Composant traditionnel des « Fleurs pectorales », le bouillon blanc trouve sa place dans les formulations modernes destinées au confort respiratoire hivernal. Son profil pharmacologique unique, alliant mucilages protecteurs, iridoïdes anti-inflammatoires et saponosides expectorants, illustre parfaitement la richesse et la complexité de l'action des plantes médicinales.
Le bouillon blanc apaise naturellement les irritations respiratoires et calme les toux sèches grâce à son action émolliente et anti-inflammatoire. Allié précieux des voies respiratoires, il facilite l'expectoration tout en protégeant les muqueuses sensibles.
S'associe traditionnellement au coquelicot, à la mauve et au tussilage dans la tisane des 4 Fleurs pour les affections respiratoires. Pour l'asthme : hysope, valériane, marjolaine. Pour les troubles digestifs : salicaire, verge d'or, tormentille, pimprenelle. En prévention hivernale : cassis, fenouil, serpolet, réglisse, romarin.
Infusion de fleurs : 30 g de fleurs par litre d'eau ou de lait. Laisser infuser 10 minutes, filtrer soigneusement (présence de poils irritants). Boire 1 tasse 2 à 4 fois par jour pour les affections respiratoires, digestives ou urinaires.
Extrait hydro-alcoolique : alcoolature ou extrait fluide selon recommandations du fabricant.
Sirop : utiliser des préparations à base de fleurs de bouillon blanc.
Mélange : bouillon blanc 30 g, coquelicot 20 g, mauve 10 g, tussilage 20 g. 1 cuillère à soupe du mélange pour un bol d'eau bouillante, infuser 10 minutes, filtrer et sucrer au miel. Boire 2 à 4 fois par jour.
Mélanger à parts égales : cassis feuille, fenouil graines, mauve fleurs, bouillon blanc fleurs, serpolet, réglisse et romarin. 1 cuillère à soupe pour un bol, infuser 10 minutes. Boire 3 à 4 bols par jour en phase aiguë, ou 1 bol le soir en prévention hivernale.
Infusion froide : application sur les coups de soleil.

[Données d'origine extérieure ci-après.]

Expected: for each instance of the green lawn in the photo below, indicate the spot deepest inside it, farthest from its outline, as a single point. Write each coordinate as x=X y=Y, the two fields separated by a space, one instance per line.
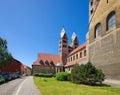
x=50 y=86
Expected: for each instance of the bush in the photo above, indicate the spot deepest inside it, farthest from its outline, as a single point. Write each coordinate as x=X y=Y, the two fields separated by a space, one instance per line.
x=63 y=76
x=44 y=75
x=87 y=74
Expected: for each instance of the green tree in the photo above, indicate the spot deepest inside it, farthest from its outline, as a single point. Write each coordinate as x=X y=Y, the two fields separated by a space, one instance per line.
x=5 y=56
x=87 y=74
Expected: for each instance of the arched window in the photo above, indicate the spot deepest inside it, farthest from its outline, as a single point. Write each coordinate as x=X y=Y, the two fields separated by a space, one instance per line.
x=84 y=52
x=98 y=30
x=52 y=63
x=41 y=62
x=46 y=62
x=111 y=21
x=80 y=54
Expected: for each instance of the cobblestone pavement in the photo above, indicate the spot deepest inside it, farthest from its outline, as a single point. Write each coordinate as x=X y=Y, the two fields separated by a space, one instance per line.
x=22 y=86
x=113 y=83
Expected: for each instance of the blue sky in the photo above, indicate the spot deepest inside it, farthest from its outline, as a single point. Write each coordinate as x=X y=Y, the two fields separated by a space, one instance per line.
x=32 y=26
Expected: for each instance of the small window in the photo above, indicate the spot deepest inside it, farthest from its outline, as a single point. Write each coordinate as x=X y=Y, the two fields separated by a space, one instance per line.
x=64 y=41
x=71 y=58
x=64 y=45
x=52 y=63
x=98 y=30
x=111 y=21
x=91 y=11
x=91 y=3
x=80 y=54
x=76 y=56
x=107 y=1
x=46 y=62
x=84 y=52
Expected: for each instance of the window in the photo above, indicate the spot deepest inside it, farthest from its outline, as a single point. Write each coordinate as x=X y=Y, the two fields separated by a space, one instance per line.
x=46 y=62
x=91 y=3
x=52 y=63
x=41 y=62
x=64 y=45
x=84 y=52
x=76 y=56
x=80 y=54
x=107 y=1
x=64 y=41
x=98 y=30
x=71 y=58
x=111 y=21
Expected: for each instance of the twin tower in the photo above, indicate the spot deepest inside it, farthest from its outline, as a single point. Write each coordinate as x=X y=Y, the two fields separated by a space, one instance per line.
x=64 y=48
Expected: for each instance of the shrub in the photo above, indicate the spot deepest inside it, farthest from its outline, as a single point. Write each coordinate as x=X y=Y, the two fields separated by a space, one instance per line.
x=62 y=76
x=44 y=75
x=87 y=74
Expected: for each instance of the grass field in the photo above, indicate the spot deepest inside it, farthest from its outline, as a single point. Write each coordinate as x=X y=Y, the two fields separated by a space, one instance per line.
x=50 y=86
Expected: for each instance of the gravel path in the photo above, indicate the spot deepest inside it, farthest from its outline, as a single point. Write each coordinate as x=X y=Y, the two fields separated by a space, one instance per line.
x=113 y=83
x=22 y=86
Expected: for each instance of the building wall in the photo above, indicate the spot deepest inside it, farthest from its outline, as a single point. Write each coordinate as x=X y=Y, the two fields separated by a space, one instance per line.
x=104 y=51
x=43 y=69
x=74 y=57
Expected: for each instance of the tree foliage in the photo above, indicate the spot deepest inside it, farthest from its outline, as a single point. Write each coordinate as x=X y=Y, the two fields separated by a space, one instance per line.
x=87 y=74
x=62 y=76
x=5 y=56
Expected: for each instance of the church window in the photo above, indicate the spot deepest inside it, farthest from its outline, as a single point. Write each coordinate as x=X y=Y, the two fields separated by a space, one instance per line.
x=84 y=52
x=46 y=62
x=71 y=58
x=76 y=56
x=80 y=54
x=52 y=63
x=98 y=30
x=111 y=21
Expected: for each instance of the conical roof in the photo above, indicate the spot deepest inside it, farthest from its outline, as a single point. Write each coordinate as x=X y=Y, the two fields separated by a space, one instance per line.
x=73 y=36
x=62 y=33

Cataplasme : feuilles et fleurs réduites en bouillie, appliquer sur furoncles et abcès.
Macération huileuse : 30 à 50 g de fleurs dans de l'huile d'olive, pour otalgies et eczéma des oreilles.
Décoction : 30 g/l de fleurs et feuilles, bouillir 3 minutes. Utiliser en gargarismes (enrouement) ou en lavement (coliques).
PARTIES UTILISEES:
Aucune contre-indication connue.
Précaution : Filtrer soigneusement les préparations en infusion car les fleurs contiennent des poils susceptibles d'irriter les muqueuses. Sécher rapidement les fleurs après récolte pour éviter qu'elles noircissent.